Spanish Economy Will Implode
Labor reforms are badly needed but electricity price hikes of 7%, higher corporate taxes, increased VAT and other tax hikes are not. Spain needs more time not more tax hikes. With unemployment rate already at 23.3% austerity measures are guaranteed to make matter worse, and tax hikes on top of it all will be the nail in the coffin.
Prime Minister Rajoy forecasts the Spanish economy will contract 1.7% and government GDP targets and budgets are based on that. I bet that 3% contraction minimum is in the works if Rajoy enacts the tax hikes and austerity measures as planned.
Things will be much worse if the violence and strikes stay in an elevated state. Unlike the protests a year ago, these strikes have more serious overtones.
Spain Headed for Bond Revolt and Bailouts
The idea that Rajoy will cut the deficit to 5.3% this year and 3% next year are purely Fantasyland proposals.

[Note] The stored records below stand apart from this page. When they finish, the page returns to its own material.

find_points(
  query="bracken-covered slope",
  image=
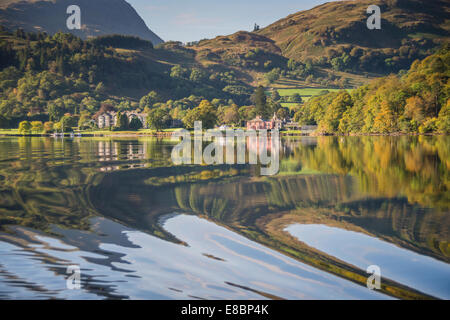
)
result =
(409, 30)
(98, 17)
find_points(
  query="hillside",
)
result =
(100, 17)
(418, 101)
(335, 34)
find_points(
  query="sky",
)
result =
(191, 20)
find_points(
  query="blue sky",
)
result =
(189, 20)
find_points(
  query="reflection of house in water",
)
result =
(120, 150)
(260, 124)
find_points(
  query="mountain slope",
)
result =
(336, 30)
(99, 17)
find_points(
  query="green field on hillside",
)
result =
(304, 92)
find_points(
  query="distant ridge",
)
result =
(98, 17)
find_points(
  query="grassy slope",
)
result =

For now, the bond market has given Rajoy the benefit of the doubt, assuming you call 5.35% on the 10-year bond any kind of "benefit". With the suspension of the LTRO, and a budget targets that cannot possibly be met, look for a substantial move up in Spanish bond yields.
That will also punish any Spanish banks foolish enough to load up on bonds in a misguided carry-trade play. With Spain, nearly everything is worse than the government reports, and the reports are awful.
A bond market revolt and bailout are in the cards this year. Ultimately, Spain will not survive in the Eurozone.